South Africa, with its appalling levels of poverty and inequality, has experienced an extraordinary stress test from which it has much to learn. By Prof Ahmed Bawa, CEO, Universitites South Africa
Just as it has done to societies across the world, Covid-19 has placed enormous stresses and strains on South Africa’s people through its severe implications for their health and its impact on the national and local economies. In a sense the pandemic pre-existed the arrival of the SARS-CoV-2 virus. South Africa, with its appalling levels of poverty and inequality, has experienced an extraordinary stress test from which it has much to learn. Higher education hasn’t escaped this. It too has learned much and has much more to learn.
While Covid-19 has had a devastating impact on all aspects of the operations of the universities and on their students and staﬀ, it would be a serious error to think of Covid-19 as the only disruptive process that South Africa’s higher education system has been subjected to. The student activism of 2015-2017, the post-2008 economic crisis and it impact on funding for teaching and research, and the annual challenges to the national system (in particular, at the historically disadvantaged institutions and the universities of technology) for a better student funding system have all conspired to keep the system in a state of crisis. There have, nevertheless, been important learnings in the last 18 months. I refer to just two here.
Perhaps the most important was a fundamental shift: to anchor the response of the individual universities and the sector to Covid-19 on a set of principles.

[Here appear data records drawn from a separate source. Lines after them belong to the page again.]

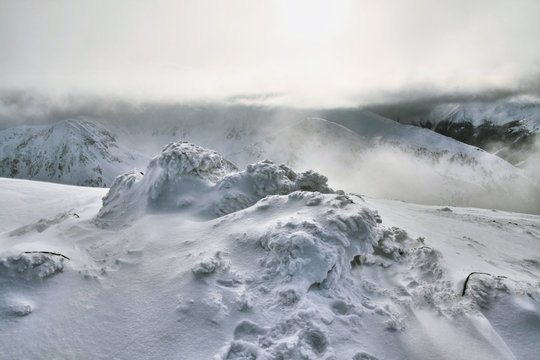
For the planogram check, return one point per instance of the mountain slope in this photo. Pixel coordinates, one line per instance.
(368, 154)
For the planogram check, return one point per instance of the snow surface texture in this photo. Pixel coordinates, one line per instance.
(298, 274)
(371, 155)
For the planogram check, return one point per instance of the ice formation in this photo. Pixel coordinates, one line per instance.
(186, 177)
(195, 259)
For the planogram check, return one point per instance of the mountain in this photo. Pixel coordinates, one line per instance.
(75, 151)
(508, 127)
(194, 258)
(367, 154)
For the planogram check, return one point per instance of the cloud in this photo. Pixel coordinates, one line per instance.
(315, 53)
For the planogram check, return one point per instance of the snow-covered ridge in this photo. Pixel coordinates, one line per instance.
(74, 151)
(367, 154)
(263, 263)
(182, 169)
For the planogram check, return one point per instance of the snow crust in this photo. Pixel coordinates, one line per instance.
(261, 263)
(184, 169)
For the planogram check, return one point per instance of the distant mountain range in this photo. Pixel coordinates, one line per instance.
(365, 153)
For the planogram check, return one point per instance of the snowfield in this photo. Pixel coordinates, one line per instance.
(366, 154)
(196, 258)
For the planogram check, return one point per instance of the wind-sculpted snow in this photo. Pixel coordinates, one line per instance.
(283, 271)
(189, 178)
(29, 266)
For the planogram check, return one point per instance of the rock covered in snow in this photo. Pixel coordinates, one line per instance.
(30, 266)
(73, 151)
(183, 169)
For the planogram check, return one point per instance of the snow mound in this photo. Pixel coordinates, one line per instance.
(30, 266)
(187, 177)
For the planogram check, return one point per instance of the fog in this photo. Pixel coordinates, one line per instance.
(299, 53)
(150, 65)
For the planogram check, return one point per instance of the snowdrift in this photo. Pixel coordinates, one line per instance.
(189, 178)
(195, 259)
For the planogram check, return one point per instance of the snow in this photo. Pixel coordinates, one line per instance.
(260, 263)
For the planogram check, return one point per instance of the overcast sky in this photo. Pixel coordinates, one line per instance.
(305, 53)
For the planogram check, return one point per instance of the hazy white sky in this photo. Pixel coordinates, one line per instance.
(307, 52)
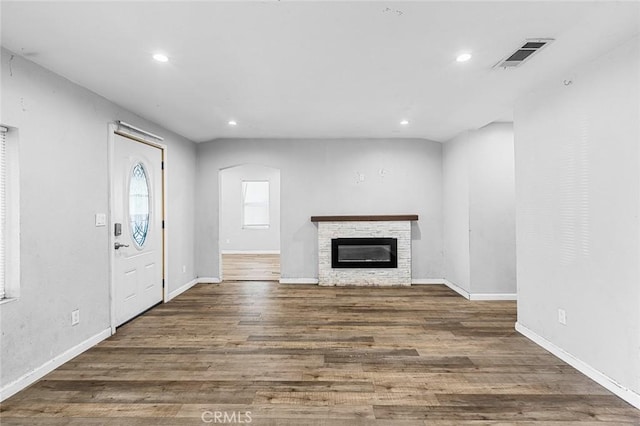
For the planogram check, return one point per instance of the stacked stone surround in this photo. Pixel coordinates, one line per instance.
(400, 276)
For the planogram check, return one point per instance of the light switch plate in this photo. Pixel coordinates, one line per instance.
(101, 219)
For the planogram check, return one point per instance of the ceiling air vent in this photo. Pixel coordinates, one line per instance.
(523, 53)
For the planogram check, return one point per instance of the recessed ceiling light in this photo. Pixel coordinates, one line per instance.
(463, 57)
(161, 57)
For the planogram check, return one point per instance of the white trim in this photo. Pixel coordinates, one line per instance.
(457, 289)
(427, 281)
(493, 296)
(182, 289)
(139, 130)
(209, 280)
(627, 394)
(298, 281)
(250, 251)
(46, 368)
(112, 128)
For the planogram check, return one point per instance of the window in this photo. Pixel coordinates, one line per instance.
(9, 215)
(139, 204)
(255, 204)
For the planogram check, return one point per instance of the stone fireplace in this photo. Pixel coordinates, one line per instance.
(364, 250)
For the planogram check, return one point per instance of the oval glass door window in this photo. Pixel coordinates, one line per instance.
(139, 204)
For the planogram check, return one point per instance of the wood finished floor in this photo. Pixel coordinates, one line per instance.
(309, 355)
(251, 267)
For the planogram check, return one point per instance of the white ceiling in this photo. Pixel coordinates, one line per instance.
(312, 69)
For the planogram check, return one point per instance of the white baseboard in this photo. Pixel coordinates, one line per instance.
(208, 280)
(182, 289)
(493, 296)
(627, 394)
(250, 252)
(457, 289)
(298, 281)
(46, 368)
(427, 281)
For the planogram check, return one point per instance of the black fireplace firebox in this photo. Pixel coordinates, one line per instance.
(364, 253)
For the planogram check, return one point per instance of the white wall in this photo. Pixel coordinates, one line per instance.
(320, 177)
(64, 183)
(479, 210)
(578, 204)
(455, 208)
(233, 236)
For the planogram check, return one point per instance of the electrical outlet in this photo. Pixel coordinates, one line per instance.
(562, 317)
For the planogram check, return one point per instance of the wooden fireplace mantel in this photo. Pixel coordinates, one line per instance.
(371, 218)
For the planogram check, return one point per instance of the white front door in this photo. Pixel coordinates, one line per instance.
(137, 219)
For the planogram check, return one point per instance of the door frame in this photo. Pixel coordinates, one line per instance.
(136, 135)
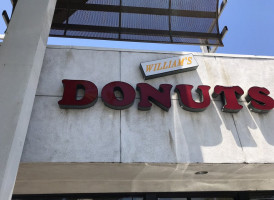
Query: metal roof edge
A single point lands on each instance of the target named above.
(161, 52)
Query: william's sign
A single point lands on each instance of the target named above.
(168, 66)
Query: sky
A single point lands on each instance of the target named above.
(250, 31)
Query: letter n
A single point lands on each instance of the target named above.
(69, 99)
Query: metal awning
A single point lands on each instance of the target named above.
(160, 21)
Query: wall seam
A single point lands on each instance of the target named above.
(120, 65)
(237, 132)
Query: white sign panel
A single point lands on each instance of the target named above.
(168, 66)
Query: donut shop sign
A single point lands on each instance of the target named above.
(258, 97)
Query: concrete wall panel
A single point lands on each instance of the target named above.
(100, 134)
(99, 67)
(179, 136)
(57, 135)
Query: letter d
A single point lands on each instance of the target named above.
(69, 100)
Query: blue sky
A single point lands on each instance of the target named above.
(250, 24)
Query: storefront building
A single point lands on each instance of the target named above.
(135, 139)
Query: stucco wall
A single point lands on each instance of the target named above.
(100, 134)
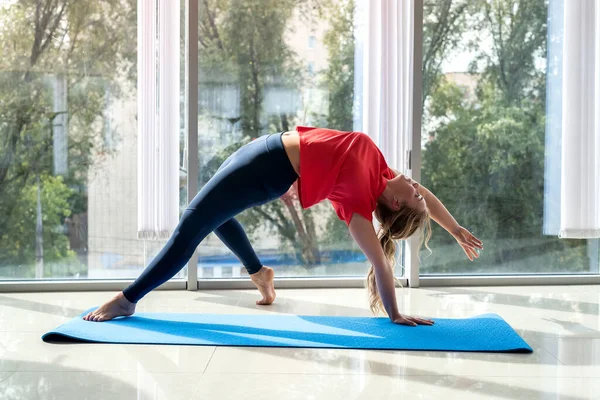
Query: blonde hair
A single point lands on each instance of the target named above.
(395, 225)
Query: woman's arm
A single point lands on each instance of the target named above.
(364, 234)
(442, 216)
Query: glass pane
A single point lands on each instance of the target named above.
(259, 76)
(486, 134)
(68, 141)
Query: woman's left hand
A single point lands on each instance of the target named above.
(468, 242)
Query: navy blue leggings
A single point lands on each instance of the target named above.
(257, 173)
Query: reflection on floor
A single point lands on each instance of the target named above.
(562, 324)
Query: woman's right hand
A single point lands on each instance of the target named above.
(411, 321)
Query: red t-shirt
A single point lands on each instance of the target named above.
(345, 167)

For instance, when it became clear, at the ﬁrst announcement of the lockdown, that the rapid shift to some form of emergency online teaching/learning would jeopardise the access to learning of more than 50% of the students in the system, it was decided that each institution would adopt multiple pathways to ensure this access – even if it meant extending the 2020 academic year into 2021.
Just as important to the response of the sector was the development of an ethos of collaboration and partnership-building among the 26 public universities. Both old and new communities of practice from across the sector worked ceaselessly to produce innovative solutions to address the vexed challenges the universities found themselves facing. Universities SA acted as a cohering centre for these. This spirit of collaboration and partnership expanded beyond the universities to include government, the National Students Financial Aid Scheme, the Council on Higher Education, Higher Health, the South African Public Colleges Organisation and private sector organisations.
These examples – with a range of others – have helped to open the way for a reimagination of the relationship between universities and society. We have seen the emergence of a social justice rubric to underpin the way in which universities relate to society. And the emergence of strong interinstitutional partnerships and the idea of working eﬀectively to build a better higher education ecosystem too have created a pathway to building a more eﬀective higher education system. Of course, one has to say that this must be convolved with several other conditions such as the long-term funding of the sector.
Partnerships between philanthropy and universities are well established with deep roots. Meetings at the beginning of the pandemic have produced interesting new interventions and partnerships. There are clearly important intersections between ongoing and new philanthropic interventions.
With the explosion in the use of digital technologies in teaching and learning, numerous questions arise related to access, quality and success. Much needs to be investigated to ensure that the use of technology serves the mission of public universities well.
One may imagine for instance the development of a plan for the creation of a national digital teaching and learning ecosystem that reaches all South Africans and provides for connectivity. Also drawing on the use of technology, an acceleration in the potential for new collaborations in co-teaching and co-badging of qualiﬁcations between universities in South Africa may be another line of exciting investigation.
This deeply disruptive moment produces many channels for new partnerships between philanthropy and universities that may produce powerfully transformative outcomes. This may be a moment for bold thinking.